A sua alma grande passou pela perda do filho mais novo que pereceu no Guadiana muito novo e da filha. Quis também o destino que acompanhasse na morte a sobrinha que criou, falecendo no mesmo dia.
Foi estivador, vendedor pelos montes de peixe do rio que transportava num burrinho, pescador, embarcadiço, trabalhou na construção civil e na agricultura, foi caiador possivelmente ainda teria tido mais actividades – era o que calhava.
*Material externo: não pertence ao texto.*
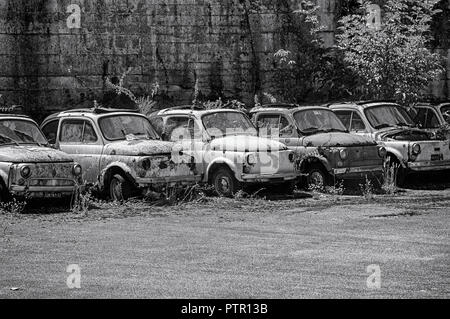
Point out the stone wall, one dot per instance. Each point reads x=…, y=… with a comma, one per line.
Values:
x=50, y=60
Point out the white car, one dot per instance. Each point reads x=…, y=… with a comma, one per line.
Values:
x=227, y=149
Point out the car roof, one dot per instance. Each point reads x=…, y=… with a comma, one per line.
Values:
x=14, y=111
x=285, y=108
x=189, y=110
x=91, y=113
x=436, y=105
x=362, y=104
x=15, y=116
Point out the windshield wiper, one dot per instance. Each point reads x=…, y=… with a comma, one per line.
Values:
x=9, y=141
x=404, y=125
x=336, y=130
x=381, y=126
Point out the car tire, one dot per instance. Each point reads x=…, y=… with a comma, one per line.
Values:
x=316, y=177
x=120, y=189
x=401, y=175
x=287, y=188
x=3, y=193
x=225, y=183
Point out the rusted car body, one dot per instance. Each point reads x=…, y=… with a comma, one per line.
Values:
x=227, y=148
x=119, y=151
x=413, y=150
x=431, y=117
x=328, y=152
x=28, y=167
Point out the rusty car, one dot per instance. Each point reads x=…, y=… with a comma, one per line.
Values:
x=228, y=150
x=431, y=116
x=120, y=152
x=328, y=152
x=409, y=149
x=29, y=168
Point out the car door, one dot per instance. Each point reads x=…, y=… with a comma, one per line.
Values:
x=50, y=131
x=185, y=131
x=427, y=119
x=353, y=122
x=281, y=127
x=79, y=138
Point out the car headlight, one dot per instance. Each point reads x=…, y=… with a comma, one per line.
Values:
x=343, y=154
x=77, y=170
x=251, y=160
x=416, y=149
x=25, y=172
x=292, y=157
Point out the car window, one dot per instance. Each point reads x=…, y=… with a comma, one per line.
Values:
x=357, y=123
x=275, y=126
x=77, y=131
x=446, y=113
x=121, y=127
x=181, y=128
x=158, y=125
x=17, y=131
x=345, y=117
x=426, y=118
x=50, y=131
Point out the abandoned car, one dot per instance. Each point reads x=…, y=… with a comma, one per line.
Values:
x=119, y=151
x=29, y=168
x=326, y=150
x=409, y=149
x=431, y=116
x=226, y=146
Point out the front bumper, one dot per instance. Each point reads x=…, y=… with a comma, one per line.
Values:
x=168, y=181
x=358, y=172
x=42, y=192
x=270, y=179
x=429, y=166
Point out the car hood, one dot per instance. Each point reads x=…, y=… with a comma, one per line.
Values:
x=244, y=143
x=400, y=133
x=32, y=154
x=139, y=148
x=337, y=140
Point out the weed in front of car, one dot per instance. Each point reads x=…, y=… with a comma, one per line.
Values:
x=368, y=190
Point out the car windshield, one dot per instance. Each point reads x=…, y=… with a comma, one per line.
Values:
x=222, y=124
x=127, y=127
x=445, y=110
x=20, y=132
x=385, y=116
x=316, y=121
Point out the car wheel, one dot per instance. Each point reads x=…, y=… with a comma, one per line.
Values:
x=119, y=189
x=3, y=193
x=225, y=184
x=287, y=188
x=316, y=177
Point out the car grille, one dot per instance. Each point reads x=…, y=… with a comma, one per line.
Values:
x=51, y=183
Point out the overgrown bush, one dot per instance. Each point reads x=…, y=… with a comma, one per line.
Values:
x=12, y=207
x=391, y=59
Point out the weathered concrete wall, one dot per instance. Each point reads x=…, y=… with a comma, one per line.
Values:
x=47, y=65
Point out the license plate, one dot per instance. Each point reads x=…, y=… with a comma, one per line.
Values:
x=437, y=157
x=52, y=195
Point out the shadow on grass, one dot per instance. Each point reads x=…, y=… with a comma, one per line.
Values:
x=428, y=181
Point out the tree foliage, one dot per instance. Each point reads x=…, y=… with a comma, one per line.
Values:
x=305, y=70
x=392, y=61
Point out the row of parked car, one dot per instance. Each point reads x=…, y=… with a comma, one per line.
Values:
x=124, y=153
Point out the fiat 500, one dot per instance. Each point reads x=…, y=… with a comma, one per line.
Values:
x=431, y=116
x=228, y=150
x=411, y=149
x=328, y=150
x=119, y=151
x=28, y=167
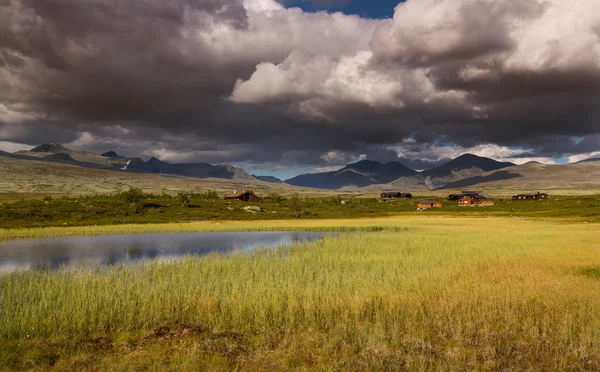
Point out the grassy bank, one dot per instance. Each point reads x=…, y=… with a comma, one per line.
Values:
x=444, y=293
x=105, y=210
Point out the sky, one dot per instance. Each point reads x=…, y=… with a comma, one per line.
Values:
x=302, y=86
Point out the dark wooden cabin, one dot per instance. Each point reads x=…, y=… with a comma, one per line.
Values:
x=395, y=195
x=522, y=197
x=245, y=196
x=473, y=201
x=429, y=204
x=465, y=194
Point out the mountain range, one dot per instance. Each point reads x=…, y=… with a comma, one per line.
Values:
x=364, y=176
x=111, y=160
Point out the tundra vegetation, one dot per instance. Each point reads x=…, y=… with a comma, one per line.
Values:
x=136, y=207
x=485, y=290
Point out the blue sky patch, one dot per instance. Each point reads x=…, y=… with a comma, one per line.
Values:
x=363, y=8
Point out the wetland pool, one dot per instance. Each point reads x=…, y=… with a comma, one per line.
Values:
x=107, y=250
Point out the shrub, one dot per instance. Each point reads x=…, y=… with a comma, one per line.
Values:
x=133, y=196
x=183, y=199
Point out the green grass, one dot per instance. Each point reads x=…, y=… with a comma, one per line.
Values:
x=158, y=209
x=441, y=293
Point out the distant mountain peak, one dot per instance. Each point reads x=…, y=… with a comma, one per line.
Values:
x=50, y=147
x=111, y=154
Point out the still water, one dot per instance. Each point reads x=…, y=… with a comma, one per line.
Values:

O seu temperamento nunca deu azo a uma vida estável que podia ter usufruído. Quando as coisas por qualquer motivo não corriam bem, era o primeiro a tomar decisões pedindo contas ao patrão e partindo para outro lado procurando novo rumo.
Frontalidade e irreverência foram sempre seu apanágio. Ainda que em moldes diferentes, deixou cá sucessor.
Não admitia a ninguém que falasse mal da sua terra, a melhor do Mundo!
Dirão os alcoutenejos que nos lerem, mas eu não conheço o Francisco Mateus Xavier! Pois não, mas conhecem certamente o Afonso Costa, epíteto que lhe ficou da infância quando na praça da vila deu vivas até enrouquecer ao político republicano, alcunha que sempre aceitou sem qualquer contrariedade. Ainda hoje a grande maioria das pessoas só o conhecem por esse nome. Sabendo eu que ele era o destinatário, nunca tive dúvida em fazer-lhe pagamentos nesses termos.
AFONSO COSTA é um alcoutenejo a não esquecer.
Aqui ficam em sua homenagem estas simples palavras.